The Power of Empathy
This video explains why and how empathy is one of the most powerful tools you can use to build productive relationships. It is fundamental to building collaboration. Learn if you are already demonstrating empathy effectively, how easy it is to stop doing it, how to be alerted to using it effectively and realise the benefits it brings.

ON THE JOB ACTIONS
Awareness of Your Motivation and Mindset
Read and/or watch 'Assert Yourself' and 'Assertiveness Techniques' so that you understand your own and others’ state of mind and build your confidence in resolving conflict.
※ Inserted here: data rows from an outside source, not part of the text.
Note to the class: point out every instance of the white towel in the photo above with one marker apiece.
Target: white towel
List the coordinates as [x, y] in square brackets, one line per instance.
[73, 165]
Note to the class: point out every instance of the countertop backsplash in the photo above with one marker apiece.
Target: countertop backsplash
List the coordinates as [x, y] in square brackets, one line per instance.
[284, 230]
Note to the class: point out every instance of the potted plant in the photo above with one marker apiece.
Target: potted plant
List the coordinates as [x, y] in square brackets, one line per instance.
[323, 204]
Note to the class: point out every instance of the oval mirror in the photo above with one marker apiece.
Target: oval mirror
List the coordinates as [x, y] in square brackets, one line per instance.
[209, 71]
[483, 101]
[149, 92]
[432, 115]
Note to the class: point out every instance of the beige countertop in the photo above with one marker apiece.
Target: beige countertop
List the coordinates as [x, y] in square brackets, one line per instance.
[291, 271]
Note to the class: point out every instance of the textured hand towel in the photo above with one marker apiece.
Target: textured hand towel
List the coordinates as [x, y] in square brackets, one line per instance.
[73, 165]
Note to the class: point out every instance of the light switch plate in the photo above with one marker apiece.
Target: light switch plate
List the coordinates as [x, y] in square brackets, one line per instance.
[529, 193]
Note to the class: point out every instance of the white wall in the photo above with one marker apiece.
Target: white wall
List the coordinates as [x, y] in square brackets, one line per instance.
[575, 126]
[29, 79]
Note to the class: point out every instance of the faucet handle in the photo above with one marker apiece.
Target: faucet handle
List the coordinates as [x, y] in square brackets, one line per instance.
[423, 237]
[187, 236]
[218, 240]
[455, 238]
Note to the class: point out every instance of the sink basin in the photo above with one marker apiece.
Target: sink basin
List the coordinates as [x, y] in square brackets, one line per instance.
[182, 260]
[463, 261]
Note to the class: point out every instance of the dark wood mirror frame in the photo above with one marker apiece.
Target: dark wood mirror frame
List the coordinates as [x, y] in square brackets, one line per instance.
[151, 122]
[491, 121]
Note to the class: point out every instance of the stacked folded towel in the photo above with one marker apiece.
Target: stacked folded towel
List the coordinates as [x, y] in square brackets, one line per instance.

Read and/or watch 'The Chimp Brain', 'The Human Brain', and 'Managing the Chimp' so that you can recognise when and how people are upset and or in conflict and have an informed mindset about what to do.
Challenging Others
If you must tackle a person/situation and think that conflict will result, prepare for this situation by reading and/or watching 'Handling People Problems – Support or Challenge?' Follow the technique and choose your approach according to the advice given.
Confronting
Read Confronting and Challenging DESCB Model for an approach if you want to raise something problematic with someone else. Remember to make it as specific as possible, don’t exaggerate and make personal remarks about them.
Process and Skill
Read 'Resolving Conflict – a Summary'. Choose and use one of the recommended techniques that is appropriate to the situation concerning you. The technique 'Chunking Up to Agreement' is useful if you want to or must facilitate and resolve conflict between others. Resolving conflict effectively will strengthen psychological safety for your colleagues.
Verbal Skills
Read 'Talking to the Chimp' and 'Using Language Wisely', as both will improve your awareness of how to say things in order not to antagonise people. They will also teach you how to rephrase what others say so it sounds less confrontational and intervene in conflict using language that is assertive and empathetic.
The Empathy Advantage
Empathy will give you an advantage when trying to resolve conflict. Read and/or watch The Power of Empathy. ‘Empathy but’ is where you understand the person’s point of view but don’t or can’t agree with it. Always describe what you understand their point of view to be (and their feelings) then mention something ‘bigger’ than you, (preferably something you have in common) and say, “This is why I cannot agree with/accept what you are saying/want to do.” Saying: “How about if you/we do…. instead”, also helps.